钟熠真诚道:“做梦的人。”

    小沈倦眼神复杂,心说真是个怪人。

    但他转念一想,好像自己也正常不到哪里去。

    小沈倦眸光稍黯。

    他烦闷地抓了把头发,随后指向外室的木榻:“以后你睡那里。
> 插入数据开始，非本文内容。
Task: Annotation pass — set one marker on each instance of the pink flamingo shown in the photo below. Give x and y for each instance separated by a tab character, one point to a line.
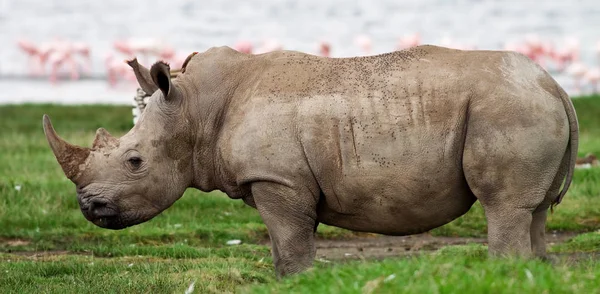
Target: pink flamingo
117	69
577	70
36	66
593	76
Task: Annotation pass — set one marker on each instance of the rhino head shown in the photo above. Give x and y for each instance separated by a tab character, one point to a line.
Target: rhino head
125	181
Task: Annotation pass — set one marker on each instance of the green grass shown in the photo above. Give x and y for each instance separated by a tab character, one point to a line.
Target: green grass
187	242
455	269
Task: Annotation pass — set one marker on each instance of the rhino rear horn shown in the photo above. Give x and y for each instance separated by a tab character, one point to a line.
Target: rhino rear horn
142	74
104	139
69	156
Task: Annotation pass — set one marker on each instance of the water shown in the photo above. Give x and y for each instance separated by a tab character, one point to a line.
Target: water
298	25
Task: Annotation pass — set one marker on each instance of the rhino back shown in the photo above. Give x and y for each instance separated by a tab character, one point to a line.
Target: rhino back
379	139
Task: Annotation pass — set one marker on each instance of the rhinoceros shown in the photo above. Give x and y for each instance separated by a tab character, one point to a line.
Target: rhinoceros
394	144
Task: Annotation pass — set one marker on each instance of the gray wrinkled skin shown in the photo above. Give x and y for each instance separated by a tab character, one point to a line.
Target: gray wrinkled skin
395	144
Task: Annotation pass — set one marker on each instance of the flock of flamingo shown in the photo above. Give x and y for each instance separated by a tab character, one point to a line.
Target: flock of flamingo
74	58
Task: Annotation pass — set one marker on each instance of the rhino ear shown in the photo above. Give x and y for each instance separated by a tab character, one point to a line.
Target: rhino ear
142	74
161	75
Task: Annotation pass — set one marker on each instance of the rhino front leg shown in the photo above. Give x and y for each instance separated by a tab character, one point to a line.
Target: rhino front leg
290	217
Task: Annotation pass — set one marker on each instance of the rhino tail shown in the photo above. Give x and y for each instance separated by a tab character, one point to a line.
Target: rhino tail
573	145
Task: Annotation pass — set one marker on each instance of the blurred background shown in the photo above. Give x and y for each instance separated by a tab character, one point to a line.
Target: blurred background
73	51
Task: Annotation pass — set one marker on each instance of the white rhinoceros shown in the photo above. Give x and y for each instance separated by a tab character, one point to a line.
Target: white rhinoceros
396	144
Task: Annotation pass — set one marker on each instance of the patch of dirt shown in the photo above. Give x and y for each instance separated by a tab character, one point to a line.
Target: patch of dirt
14	242
363	246
378	247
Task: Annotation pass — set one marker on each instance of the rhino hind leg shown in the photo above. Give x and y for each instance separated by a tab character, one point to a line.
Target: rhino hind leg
513	173
538	224
290	217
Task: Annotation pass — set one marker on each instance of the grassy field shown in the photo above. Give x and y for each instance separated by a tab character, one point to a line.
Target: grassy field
186	244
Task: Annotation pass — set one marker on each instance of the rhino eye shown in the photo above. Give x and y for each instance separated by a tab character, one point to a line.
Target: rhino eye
135	162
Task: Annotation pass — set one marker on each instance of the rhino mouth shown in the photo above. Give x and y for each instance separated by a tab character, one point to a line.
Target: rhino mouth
100	212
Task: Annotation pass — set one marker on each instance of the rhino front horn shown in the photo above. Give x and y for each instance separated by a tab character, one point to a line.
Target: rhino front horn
68	156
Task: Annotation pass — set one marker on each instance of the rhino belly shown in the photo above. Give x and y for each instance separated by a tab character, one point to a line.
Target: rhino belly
401	209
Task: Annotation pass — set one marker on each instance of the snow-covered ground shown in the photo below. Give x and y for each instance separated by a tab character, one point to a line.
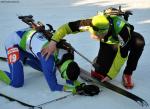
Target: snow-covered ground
57	12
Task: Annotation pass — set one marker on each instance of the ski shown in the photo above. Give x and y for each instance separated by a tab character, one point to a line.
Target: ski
85	75
36	106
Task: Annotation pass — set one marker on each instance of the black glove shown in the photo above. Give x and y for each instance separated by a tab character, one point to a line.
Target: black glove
87	90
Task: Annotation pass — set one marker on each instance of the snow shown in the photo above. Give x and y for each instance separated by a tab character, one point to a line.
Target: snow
57	12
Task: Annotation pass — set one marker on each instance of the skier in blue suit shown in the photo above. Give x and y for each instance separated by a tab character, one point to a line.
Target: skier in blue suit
24	46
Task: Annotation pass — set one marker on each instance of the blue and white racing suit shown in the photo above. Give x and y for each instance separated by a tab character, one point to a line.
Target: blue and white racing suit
25	45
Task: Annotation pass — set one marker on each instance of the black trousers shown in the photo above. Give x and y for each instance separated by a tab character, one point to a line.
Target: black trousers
133	49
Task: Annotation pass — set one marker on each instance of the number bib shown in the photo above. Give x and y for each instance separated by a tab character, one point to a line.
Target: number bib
13	55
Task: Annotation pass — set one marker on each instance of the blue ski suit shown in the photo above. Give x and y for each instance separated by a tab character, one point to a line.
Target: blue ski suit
24	46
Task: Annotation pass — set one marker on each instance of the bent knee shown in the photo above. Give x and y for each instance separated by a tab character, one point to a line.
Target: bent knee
17	84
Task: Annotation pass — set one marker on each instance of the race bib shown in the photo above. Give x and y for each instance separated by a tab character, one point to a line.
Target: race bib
13	55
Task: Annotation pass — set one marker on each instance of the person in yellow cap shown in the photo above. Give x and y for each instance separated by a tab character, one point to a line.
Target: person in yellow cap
118	43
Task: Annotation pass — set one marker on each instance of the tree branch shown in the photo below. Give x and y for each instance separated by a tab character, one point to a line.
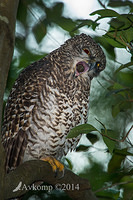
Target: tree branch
8	10
37	170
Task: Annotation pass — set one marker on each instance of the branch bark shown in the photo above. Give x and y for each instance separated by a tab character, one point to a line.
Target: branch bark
37	170
8	11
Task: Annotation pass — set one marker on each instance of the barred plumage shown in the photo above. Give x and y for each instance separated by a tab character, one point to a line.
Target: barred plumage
50	97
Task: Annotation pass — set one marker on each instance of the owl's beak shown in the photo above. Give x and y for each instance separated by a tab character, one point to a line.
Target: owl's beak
93	70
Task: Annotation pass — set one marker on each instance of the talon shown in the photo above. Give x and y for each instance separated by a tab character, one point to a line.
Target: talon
55	164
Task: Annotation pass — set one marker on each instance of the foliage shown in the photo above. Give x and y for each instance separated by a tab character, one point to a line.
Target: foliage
35	18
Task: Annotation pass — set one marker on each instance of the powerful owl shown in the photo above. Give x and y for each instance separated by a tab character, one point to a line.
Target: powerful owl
49	98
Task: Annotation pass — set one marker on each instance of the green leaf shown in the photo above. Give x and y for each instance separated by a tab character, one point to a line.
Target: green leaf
39	31
116	23
106	13
84	128
82	148
115	109
92	138
124	66
109	143
69	163
126	78
118	157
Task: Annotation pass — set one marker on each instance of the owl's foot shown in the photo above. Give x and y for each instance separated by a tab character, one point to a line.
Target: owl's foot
55	164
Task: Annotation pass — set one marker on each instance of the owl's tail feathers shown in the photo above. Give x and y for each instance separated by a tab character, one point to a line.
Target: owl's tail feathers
55	164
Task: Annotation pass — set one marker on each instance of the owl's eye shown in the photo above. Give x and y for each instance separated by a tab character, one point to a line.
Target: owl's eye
98	64
80	68
86	51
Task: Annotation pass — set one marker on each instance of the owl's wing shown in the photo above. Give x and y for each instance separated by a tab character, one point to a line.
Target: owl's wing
18	113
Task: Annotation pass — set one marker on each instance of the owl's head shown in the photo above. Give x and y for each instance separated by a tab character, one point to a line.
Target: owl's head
84	56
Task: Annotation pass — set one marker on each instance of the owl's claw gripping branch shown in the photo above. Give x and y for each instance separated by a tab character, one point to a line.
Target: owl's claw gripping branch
55	164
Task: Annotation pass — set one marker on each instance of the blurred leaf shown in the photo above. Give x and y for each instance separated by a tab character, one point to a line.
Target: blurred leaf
88	23
113	3
92	138
115	110
109	48
121	106
69	163
124	66
82	148
111	38
39	31
126	78
120	32
116	23
109	143
22	11
118	157
96	175
105	13
84	128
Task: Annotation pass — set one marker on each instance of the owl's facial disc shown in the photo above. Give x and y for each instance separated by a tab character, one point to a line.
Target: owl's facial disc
81	67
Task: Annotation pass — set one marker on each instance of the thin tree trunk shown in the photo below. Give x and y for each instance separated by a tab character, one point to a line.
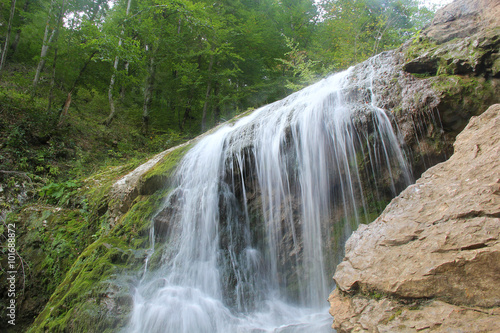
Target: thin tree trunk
9	28
147	97
45	47
67	102
15	43
53	80
122	88
112	108
207	95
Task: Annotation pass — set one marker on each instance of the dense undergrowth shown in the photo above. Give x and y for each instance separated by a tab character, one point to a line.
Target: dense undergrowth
55	181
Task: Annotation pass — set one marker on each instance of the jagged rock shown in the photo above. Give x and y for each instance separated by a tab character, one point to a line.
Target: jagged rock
439	239
464	18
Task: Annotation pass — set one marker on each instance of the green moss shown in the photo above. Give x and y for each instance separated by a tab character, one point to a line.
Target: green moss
157	177
91	298
419	46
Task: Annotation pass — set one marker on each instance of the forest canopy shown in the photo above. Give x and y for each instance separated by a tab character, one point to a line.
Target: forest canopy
170	69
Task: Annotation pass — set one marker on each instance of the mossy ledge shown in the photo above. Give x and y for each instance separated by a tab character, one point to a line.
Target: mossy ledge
94	295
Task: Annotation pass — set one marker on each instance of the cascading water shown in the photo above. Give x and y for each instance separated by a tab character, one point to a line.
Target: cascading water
261	209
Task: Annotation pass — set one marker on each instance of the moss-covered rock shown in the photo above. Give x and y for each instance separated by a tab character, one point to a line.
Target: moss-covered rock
95	294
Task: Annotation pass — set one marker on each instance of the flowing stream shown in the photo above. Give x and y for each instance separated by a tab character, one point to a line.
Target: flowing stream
261	208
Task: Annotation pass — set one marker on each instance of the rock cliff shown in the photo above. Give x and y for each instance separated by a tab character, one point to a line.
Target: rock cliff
431	261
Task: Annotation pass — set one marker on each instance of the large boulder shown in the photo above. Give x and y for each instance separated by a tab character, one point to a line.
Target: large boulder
439	240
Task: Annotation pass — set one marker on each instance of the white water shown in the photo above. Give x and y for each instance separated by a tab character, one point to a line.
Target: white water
229	267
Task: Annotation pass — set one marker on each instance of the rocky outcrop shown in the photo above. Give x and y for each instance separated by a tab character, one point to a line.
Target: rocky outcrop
432	259
462	19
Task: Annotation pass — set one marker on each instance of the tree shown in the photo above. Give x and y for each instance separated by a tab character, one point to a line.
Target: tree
9	28
112	112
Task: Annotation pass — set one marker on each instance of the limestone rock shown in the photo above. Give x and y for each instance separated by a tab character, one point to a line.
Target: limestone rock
439	239
464	18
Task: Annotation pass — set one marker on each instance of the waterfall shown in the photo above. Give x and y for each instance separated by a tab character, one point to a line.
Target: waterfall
261	209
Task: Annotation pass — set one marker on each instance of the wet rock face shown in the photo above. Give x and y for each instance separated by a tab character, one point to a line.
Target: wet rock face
440	239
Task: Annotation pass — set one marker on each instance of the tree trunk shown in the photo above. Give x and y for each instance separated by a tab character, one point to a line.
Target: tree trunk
207	95
112	108
53	80
147	97
14	44
45	47
9	28
67	103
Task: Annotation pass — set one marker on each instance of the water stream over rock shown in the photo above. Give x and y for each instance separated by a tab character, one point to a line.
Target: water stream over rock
261	209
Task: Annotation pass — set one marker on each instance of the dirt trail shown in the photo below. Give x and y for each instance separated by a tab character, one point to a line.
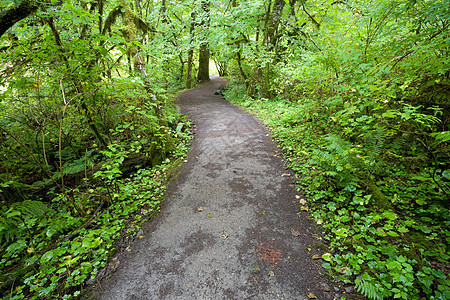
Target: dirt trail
246	242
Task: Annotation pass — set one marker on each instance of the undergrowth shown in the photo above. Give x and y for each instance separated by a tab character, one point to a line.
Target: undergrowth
48	251
386	224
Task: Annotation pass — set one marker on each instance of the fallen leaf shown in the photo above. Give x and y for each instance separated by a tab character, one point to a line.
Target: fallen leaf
295	232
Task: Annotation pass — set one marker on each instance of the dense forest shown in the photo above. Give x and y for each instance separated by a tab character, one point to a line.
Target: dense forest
356	94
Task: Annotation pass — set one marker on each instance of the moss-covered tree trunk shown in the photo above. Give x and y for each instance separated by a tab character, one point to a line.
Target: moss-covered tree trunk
203	57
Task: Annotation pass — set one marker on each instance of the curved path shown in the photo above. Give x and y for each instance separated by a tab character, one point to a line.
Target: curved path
229	228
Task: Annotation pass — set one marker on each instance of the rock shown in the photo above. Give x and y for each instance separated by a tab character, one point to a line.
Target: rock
349	289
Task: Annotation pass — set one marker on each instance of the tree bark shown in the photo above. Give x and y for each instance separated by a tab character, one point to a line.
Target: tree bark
13	14
190	53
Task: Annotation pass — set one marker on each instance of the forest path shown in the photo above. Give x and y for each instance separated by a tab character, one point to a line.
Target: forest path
229	228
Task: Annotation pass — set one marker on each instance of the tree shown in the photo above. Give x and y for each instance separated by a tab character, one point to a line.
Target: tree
14	13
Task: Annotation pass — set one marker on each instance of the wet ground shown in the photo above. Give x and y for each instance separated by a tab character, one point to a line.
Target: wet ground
229	228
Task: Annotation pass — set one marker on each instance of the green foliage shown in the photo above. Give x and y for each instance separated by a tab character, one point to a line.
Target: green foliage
369	289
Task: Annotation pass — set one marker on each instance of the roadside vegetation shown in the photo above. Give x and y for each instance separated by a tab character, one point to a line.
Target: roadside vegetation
356	93
362	116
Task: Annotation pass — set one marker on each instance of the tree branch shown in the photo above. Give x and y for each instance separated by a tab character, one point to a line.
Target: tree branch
13	14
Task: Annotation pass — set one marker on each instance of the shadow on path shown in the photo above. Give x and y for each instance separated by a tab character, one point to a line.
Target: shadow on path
229	228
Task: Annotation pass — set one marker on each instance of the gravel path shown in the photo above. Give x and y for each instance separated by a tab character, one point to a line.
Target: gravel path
229	228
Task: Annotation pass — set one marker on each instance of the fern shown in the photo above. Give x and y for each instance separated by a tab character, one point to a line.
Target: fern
369	289
18	213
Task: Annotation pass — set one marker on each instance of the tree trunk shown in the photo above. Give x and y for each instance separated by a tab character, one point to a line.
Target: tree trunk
203	63
190	53
203	57
13	14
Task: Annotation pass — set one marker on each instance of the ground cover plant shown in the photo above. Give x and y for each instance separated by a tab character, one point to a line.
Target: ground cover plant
356	92
88	132
360	109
”

    钟熠哦了声,一点也不拿自己当外人,倒了茶水就开始吨吨吨。

    小沈倦也不管他,安顿好他以后就去了隔壁的炼丹房制药。

    之后的日子平淡而无波澜。

    半年后,沈倦拜入钟弈门下。

    钟熠跟在小孩儿身边,遥遥望向高台上那位笑如春风的青衣人,垂在身侧的手指轻轻动了下。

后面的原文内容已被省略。